L'agriculture est-elle le problème ou la solution ?
Il y a huit jours, je publiais la première lettre de la série « Tout est lié », en lien avec la COP21. Deux jours après je recevais un communiqué de presse de la FAO (Organisation des Nations Unies pour l'alimentation et l'agriculture) ayant pour titre « La FAO recommande de s’attaquer de pair à la faim et au changement climatique ». Dans ce communiqué M. Graziano da Silva, Directeur général de la FAO, a noté que nombre de problèmes – changement climatique, pénuries d'eau, pénuries d'énergie, santé mondiale, autonomisation des femmes et sécurité alimentaire – sont intimement liés. Il aurait pu prolonger cette liste : alimentation, faim, pauvreté, migration et agriculture.
Mais la question reste entière : l'agriculture fait-elle partie du problème ou de la solution ?
Tout est lié ! Mais il est important de bien distinguer les différents éléments, pour bien les situer les uns par rapports aux autres.
Un excellent article de l'ONG Grain, peut nous y aider. Il situe bien l'agriculture. Il s'intitule :
Alimentation et changement climatique : le lien oublié. Dans cet article, nous lisons : « La plupart des études considèrent que la part des émissions agricoles, c’est-à-dire les émissions produites sur le terrain, se situe entre 11 et 15 % du total des émissions. Ce qui n’est pas souvent dit toutefois, c’est que la plupart de ces émissions proviennent des pratiques de l’agriculture industrielle, fondées sur l’usage des engrais chimiques (azotés) et d’équipement lourd marchant au pétrole, et des élevages industriels concentrés qui rejettent d’énormes quantités de méthane.
L'équation alimentation/climat plonge ses racines dans la terre. Le développement de pratiques agricoles non durables au cours du siècle dernier a conduit à la destruction de 30 à 75 % de la matière organique sur les terres arables, et 50 % de la matière organique sur les pâturages et les prairies. Cette perte massive de matière organique est responsable de 25 à 40 % de l'excédent actuel de CO2 dans l'atmosphère de la terre. (Via Campesina).
L'agriculture industrielle, chimique, la révolution verte font donc clairement partie du problème.

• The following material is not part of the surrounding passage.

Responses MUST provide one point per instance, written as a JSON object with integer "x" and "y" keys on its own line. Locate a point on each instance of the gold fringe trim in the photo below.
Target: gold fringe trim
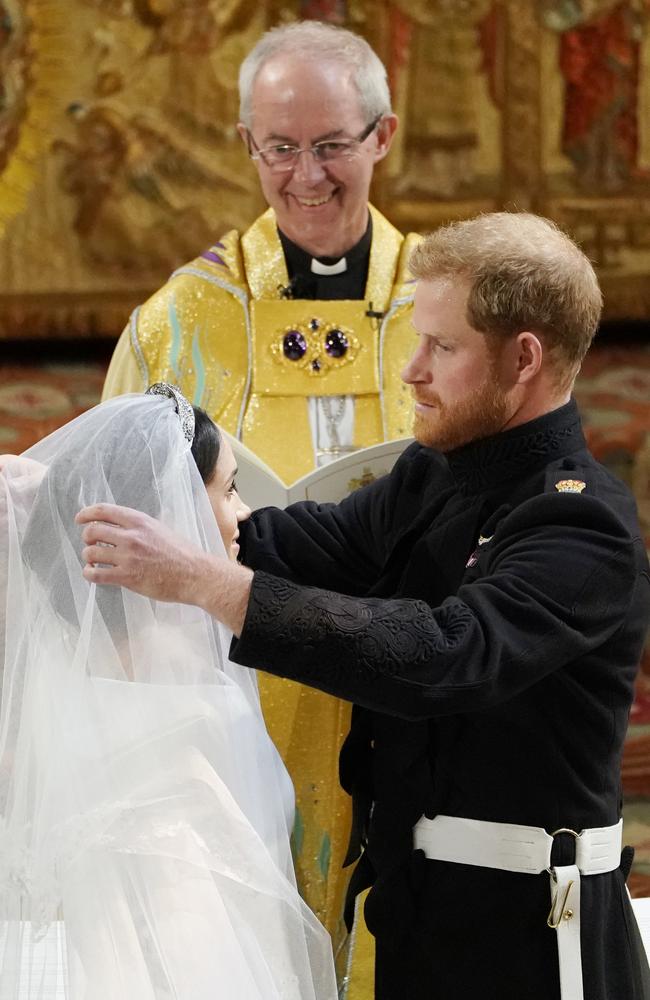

Mais la bonne nouvelle est que le CO2 que nous avons envoyé dans l'atmosphère peut être remis dans le sol, tout simplement en rétablissant les pratiques que les petits agriculteurs mettent en œuvre depuis des générations. Si des politiques et des mesures incitatives adaptées étaient mises en place dans le monde entier, les teneurs en matière organique des sols pourraient être rétablies aux niveaux de l'agriculture préindustrielle dans un délai de 50 ans, soit à peu près le temps que l'agriculture industrielle a pris pour les réduire. Cela permettrait d'éliminer entre 24 et 30 % du total des émissions mondiales actuelles de gaz à effet de serre. (Citation d'un article de Via Campesina : Souveraineté alimentaire : 5 étapes pour refroidir la planète et nourrir sa population).
La bonne nouvelle, c'est donc que l'agriculture peut donc faire partie de la solution !
A nous de choisir ! C'est exactement ce que nous dit Hans Herren dans une interview publiée dans le numéro 126 de « défis sud » de « SOS Faim ».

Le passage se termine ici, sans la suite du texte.